2012-02-14

Reference based SAM/BAM compression

In some respects the SAM/BAM specification is quite loose, in that there is more than one way to represent a given piece of information. We can take advantage of this to reduce the size on disk of mapped reads which match the reference sequence, while still maintaining conformance within the spec. I've written a SAM/BAM reference based compression script in Python - put this in your pipeline and smoke it!

As an aside, you might also be interested in The Pistoia Alliance Sequence Squeeze Competition which is also looking at sequence compression.

What about CRAM?

The CRAM ToolKit aims to provide a space efficient alternative to BAM using reference-based sequence compression, and optional lossy storage of the sequence base qualities. Please see Ewan Birney's May 2011 introductionengineering and future trio of blog posts as well as the open access paper Fritz et al. 2011.

Just prior to the release of CRAM v0.6, I attended a NextGenBUG meeting where Guy Cochrane and Vadim Zalunin from the EBI gave talk about CRAM. Vadim explained that they are currently looking at transparent integration into Picard (the Java library for samtools), but that support in the samtools C library was a lower priority.

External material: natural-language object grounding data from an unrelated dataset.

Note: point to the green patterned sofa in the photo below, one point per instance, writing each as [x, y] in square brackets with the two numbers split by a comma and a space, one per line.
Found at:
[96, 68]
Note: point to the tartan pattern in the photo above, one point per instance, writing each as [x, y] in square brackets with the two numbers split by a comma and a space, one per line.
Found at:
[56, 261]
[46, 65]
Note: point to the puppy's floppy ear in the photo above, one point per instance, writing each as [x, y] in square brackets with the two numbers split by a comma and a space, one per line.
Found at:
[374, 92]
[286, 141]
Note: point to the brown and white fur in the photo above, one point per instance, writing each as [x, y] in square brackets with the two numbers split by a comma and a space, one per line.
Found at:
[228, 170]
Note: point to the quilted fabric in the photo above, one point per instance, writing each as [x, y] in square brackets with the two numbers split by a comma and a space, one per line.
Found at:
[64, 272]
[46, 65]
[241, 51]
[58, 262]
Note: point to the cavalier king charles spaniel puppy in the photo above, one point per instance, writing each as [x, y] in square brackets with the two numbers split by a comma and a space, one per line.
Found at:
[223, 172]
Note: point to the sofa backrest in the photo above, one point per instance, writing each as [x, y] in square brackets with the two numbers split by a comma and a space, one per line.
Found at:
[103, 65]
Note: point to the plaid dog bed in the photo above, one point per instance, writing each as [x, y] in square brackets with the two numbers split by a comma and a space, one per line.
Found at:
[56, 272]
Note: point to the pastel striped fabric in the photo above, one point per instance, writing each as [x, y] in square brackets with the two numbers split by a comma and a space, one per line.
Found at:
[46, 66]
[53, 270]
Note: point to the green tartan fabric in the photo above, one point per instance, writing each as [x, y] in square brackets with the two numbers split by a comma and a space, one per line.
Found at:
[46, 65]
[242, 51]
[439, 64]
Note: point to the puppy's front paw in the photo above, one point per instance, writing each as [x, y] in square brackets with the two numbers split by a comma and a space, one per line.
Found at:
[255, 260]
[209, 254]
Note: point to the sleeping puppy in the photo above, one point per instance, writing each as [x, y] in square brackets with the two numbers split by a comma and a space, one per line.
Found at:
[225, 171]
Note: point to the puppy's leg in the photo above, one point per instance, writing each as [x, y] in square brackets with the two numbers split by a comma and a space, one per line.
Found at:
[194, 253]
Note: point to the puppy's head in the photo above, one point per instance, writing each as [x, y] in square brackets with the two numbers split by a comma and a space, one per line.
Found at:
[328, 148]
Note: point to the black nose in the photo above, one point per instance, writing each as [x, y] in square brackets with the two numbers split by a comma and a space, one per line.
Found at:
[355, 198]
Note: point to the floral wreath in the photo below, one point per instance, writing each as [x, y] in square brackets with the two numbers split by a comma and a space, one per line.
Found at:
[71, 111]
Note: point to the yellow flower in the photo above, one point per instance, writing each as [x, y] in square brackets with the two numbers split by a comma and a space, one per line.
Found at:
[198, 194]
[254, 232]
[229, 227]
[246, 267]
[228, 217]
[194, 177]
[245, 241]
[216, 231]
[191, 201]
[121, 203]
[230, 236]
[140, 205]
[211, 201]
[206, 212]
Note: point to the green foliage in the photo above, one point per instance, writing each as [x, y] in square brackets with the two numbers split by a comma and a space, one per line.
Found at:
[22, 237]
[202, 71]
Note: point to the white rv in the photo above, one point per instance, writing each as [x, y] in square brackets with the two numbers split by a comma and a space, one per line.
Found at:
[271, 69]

Also round-trip conversion of BAM to CRAM and back isn't always possible yet, with tags a particular problem.

My impression was that CRAM is still very much in its infancy, and widespread adoption is still a long way off. I may be biased because I don't directly use Java and Picard - while the samtools C API has wrappers for most mainstream languages. However, the more advanced work they are doing with CRAM should pay dividends down the line.

Size optimizing SAM/BAM

While CRAM is looking very promising, I believe there is mileage in encouraging adoption of smaller changes (which are within the SAM/BAM format) right away.

The first low hanging fruit is the read's sequence, the storage for which can be reduced considerably for mapped reads while still adhering to the SAM/BAM file format. That's what I'm looking at in this blog post.

Next there is the read qualities - and if you are willing to give up information here, again size optimization is possible within BAM. Trivially the quality scores can be omitted, for example for perfectly mapping reads. Also, a reduced quality range ("vertical compression") is possible, for instance round down PHRED scores to give just 0, 10, 20, 30, 40 etc. That doesn't save any space immediately, but should make the data easier for BGZF/GZIP to compress.

When we come to the tags, which are often a large proportion of the data held in SAM/BAM files, there are less easy choices. I think read groups in particular are a special case where perhaps it might pay off to change the SAM/BAM format itself - related to this indexing by read group seems useful.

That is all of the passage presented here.